# Klammerpermutation?



## tuxedo (24. Nov 2004)

Servus,
hab mal wieder ne tolle Aufgabe bekommen wo mir wieder n bisschen der Ansatz fehlt. Wie immer will ich keine Lösung von euch haben sondern einfach n paar Schlagwörter oder Ideen zur Aufgabe. 

Meine erste Idee zur Aufgabe war/ist daß es sich irgendwie um eine Art Permutation handelt. Aber hier gehts ja um klammern und nicht um zahlenreihenfolgen...

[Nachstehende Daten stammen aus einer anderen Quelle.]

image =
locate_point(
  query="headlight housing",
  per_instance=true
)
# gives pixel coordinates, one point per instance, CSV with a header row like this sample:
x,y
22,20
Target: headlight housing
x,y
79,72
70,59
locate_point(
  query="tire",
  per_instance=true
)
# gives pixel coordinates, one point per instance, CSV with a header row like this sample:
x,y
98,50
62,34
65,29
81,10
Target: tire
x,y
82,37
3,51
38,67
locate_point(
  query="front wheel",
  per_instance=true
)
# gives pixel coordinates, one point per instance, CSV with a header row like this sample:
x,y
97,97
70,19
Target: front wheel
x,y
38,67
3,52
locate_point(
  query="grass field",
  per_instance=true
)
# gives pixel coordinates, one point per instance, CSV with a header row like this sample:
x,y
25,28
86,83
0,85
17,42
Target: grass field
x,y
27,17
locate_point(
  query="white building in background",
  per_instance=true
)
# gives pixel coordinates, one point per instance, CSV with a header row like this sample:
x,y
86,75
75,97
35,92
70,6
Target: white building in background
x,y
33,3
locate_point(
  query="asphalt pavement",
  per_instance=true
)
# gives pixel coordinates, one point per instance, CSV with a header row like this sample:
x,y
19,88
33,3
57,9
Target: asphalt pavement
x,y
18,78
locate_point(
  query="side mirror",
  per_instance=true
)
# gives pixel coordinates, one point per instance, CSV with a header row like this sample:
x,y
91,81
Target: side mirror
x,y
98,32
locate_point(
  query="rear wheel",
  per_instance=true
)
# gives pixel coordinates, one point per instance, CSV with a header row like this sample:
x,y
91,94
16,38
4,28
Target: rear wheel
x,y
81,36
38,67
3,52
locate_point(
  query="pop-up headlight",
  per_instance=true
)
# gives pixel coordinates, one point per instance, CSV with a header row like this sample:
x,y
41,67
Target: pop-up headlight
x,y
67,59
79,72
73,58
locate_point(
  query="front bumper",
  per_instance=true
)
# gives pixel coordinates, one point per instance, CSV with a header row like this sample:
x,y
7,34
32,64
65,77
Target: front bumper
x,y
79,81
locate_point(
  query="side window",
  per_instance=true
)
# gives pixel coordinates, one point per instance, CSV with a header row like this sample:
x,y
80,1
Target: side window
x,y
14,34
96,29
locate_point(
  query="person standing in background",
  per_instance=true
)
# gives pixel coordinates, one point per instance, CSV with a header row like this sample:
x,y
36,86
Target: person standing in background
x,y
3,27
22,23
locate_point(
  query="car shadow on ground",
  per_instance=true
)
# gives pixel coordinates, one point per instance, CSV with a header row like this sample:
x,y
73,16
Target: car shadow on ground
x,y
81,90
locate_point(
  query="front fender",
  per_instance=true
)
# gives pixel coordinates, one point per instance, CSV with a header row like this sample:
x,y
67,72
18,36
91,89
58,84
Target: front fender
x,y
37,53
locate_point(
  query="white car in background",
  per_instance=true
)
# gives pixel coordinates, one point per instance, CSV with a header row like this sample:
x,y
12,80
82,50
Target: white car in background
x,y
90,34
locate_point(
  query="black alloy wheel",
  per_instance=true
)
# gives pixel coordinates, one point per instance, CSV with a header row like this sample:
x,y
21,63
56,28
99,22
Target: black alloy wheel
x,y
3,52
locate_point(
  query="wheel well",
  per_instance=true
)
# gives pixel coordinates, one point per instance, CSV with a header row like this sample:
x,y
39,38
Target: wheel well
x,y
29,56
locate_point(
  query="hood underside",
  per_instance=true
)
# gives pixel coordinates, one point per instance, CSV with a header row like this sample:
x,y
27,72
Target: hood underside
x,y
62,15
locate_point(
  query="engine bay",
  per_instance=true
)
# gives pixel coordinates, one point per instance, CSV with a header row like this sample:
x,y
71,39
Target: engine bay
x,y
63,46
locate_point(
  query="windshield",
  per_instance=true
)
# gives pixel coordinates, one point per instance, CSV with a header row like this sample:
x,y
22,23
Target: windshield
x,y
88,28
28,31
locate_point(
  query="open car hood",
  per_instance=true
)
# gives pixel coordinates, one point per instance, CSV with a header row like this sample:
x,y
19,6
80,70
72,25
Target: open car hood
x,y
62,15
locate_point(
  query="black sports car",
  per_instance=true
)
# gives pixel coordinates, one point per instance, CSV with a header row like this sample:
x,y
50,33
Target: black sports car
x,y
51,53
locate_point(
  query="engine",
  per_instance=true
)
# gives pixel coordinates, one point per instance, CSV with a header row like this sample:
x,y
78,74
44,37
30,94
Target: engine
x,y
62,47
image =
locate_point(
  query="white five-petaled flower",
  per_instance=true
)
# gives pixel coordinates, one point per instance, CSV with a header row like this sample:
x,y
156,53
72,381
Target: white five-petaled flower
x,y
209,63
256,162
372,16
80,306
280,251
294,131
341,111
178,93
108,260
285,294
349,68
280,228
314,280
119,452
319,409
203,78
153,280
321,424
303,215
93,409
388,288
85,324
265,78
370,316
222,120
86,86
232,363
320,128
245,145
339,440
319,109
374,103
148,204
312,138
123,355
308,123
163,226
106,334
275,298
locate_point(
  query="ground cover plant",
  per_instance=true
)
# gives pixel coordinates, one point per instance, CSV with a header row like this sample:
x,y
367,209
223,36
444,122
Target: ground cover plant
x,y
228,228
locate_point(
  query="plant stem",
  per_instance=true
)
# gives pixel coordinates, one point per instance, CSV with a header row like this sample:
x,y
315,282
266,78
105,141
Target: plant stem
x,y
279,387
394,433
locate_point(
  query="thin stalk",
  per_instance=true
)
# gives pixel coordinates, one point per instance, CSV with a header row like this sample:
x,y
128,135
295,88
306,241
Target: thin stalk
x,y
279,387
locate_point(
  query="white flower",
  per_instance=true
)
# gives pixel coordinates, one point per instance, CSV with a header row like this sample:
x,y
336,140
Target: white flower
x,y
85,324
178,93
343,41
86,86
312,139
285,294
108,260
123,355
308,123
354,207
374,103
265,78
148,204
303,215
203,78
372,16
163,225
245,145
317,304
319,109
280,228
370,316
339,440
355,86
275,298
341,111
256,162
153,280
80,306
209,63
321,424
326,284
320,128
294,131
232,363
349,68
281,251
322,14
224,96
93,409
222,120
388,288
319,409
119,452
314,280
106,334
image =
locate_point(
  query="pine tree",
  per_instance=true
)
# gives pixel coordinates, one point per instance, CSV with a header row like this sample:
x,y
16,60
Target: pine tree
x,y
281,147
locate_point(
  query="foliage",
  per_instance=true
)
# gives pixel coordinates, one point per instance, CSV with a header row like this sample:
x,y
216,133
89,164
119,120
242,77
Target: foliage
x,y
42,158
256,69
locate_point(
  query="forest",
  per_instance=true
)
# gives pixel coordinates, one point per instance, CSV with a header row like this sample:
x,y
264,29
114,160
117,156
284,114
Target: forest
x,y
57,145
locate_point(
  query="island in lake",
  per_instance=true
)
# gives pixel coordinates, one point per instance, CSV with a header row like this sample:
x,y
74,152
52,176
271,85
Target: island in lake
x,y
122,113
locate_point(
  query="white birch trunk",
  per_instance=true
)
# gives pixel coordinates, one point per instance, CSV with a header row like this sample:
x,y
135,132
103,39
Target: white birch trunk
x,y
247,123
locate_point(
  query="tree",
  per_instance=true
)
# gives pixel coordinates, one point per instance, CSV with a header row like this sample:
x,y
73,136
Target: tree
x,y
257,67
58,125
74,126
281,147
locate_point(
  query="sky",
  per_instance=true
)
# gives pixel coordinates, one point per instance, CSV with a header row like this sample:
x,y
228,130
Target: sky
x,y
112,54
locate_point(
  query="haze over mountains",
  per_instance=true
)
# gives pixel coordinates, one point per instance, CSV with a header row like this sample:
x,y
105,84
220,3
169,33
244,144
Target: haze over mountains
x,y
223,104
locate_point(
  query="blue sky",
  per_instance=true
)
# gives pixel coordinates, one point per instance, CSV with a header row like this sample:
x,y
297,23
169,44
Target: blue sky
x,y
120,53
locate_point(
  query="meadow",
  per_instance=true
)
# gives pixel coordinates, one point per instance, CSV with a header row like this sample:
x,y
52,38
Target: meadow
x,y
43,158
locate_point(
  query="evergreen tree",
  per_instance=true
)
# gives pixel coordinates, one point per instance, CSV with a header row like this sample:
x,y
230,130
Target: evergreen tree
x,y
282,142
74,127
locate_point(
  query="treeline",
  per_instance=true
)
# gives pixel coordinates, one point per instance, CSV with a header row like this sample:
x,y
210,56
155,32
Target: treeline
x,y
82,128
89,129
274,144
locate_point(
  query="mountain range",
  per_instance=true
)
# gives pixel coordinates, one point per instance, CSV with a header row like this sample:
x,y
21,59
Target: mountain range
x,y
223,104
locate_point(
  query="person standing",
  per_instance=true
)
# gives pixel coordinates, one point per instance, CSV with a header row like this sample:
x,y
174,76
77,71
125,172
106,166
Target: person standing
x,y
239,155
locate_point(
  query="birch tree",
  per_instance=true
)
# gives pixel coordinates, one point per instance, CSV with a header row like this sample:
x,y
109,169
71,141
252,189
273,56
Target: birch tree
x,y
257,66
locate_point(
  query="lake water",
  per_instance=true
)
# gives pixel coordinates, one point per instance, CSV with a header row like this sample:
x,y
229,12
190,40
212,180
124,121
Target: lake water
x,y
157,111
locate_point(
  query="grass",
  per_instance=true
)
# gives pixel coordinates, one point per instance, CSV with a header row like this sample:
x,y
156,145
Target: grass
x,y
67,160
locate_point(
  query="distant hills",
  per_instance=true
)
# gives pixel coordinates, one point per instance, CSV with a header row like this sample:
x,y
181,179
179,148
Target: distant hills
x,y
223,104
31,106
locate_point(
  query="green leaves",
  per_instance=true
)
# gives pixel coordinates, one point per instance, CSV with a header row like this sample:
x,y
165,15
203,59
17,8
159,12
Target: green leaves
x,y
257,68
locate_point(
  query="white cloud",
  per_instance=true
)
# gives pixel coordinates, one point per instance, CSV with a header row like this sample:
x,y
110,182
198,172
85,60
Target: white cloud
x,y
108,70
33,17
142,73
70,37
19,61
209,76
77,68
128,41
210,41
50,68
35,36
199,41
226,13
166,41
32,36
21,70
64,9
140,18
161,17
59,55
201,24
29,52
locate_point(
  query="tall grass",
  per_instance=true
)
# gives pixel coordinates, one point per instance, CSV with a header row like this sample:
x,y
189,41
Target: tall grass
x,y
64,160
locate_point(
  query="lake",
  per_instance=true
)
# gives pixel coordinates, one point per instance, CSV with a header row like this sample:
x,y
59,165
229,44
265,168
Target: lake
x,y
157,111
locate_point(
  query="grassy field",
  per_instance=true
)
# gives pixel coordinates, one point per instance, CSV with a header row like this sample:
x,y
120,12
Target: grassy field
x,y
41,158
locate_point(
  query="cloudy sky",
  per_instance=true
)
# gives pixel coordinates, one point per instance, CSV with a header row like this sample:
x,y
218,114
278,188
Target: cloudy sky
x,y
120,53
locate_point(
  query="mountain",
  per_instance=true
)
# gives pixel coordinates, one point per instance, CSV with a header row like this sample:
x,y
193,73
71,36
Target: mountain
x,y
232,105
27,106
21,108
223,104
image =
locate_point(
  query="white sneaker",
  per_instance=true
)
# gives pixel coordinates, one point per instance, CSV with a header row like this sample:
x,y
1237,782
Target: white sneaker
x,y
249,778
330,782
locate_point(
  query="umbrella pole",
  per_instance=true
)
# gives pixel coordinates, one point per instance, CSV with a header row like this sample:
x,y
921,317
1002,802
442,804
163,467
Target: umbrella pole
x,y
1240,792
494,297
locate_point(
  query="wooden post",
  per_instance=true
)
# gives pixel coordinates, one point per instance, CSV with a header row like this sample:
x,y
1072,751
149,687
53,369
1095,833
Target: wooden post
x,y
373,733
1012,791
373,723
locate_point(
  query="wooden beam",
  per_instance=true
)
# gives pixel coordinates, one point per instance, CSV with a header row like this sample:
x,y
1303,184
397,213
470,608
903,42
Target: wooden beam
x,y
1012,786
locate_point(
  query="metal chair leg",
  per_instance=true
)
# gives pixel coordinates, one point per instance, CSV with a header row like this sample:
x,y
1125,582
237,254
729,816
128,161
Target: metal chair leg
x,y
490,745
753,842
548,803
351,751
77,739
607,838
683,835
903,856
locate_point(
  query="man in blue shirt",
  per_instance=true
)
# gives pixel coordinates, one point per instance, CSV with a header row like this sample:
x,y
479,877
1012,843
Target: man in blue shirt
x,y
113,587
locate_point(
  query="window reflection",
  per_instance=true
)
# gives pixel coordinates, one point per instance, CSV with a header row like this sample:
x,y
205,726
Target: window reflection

> Schreiben Sie ein Programm, welches eine natürliche Zahl n einliest und alle korrekt geklammerten
> Ausdrucke, bestehend aus n öffnenden und n schliessenden Klammern ausgibt. Die Zahl der
> gefundenen Klammerausdrücke soll zum Schluss ausgegeben werden. Schreiben Sie Ihr Programm
> ohne Verwendung von Rekursion! Für n = 3 soll die Ausgabe also wie folgt aussehen:
> ...




Gruß
Alex


----------



## Bleiglanz (24. Nov 2004)

nettes Problem, machs rekursiv

wenn n=1 dann gibts nur "()"

wenn n>1 dann erstelle die Liste für n-1 und nenne sie L

gib eine Liste zurück aus

"()"+ x sowie x + "()" sowie "("+x+")"

wobei x die Liste L durchläuft (nimm ein java.util.Set aus Strings, dann entstehen dabei auch keine Duplikate

vorsicht, stimmt vielleicht nicht, kommt mir jetzt zu einfach vor


----------



## tuxedo (25. Nov 2004)

Ja, rekursiv hätt ichs auch gemacht, aber ich MUSS es iterativ machen... Das ist ja mein Problem :-(
Mal sehen ob ich weiter komm'.

- Alex


----------



## Bleiglanz (25. Nov 2004)

das ist dämlich!

hier eine dämliche Lösung: 

iteriere über alle Bitfolgen der Länge 2n, interpretiere 0 als öffnende klammer, 1 als schliessende klammer

anzahl 0 und 1 ungleich => wegwerfen

über ein stackmodell prüfen, ob so ein ausdruck korrekt ist (also durchlaufen, für ein 0 ein X auf den Stack legen, für ein 1 ein X vom Stack runter -> am ende muss der Stack leer sein und wenn ein 1 kommt und der Stack leer ist gibts auch einen fehler)


----------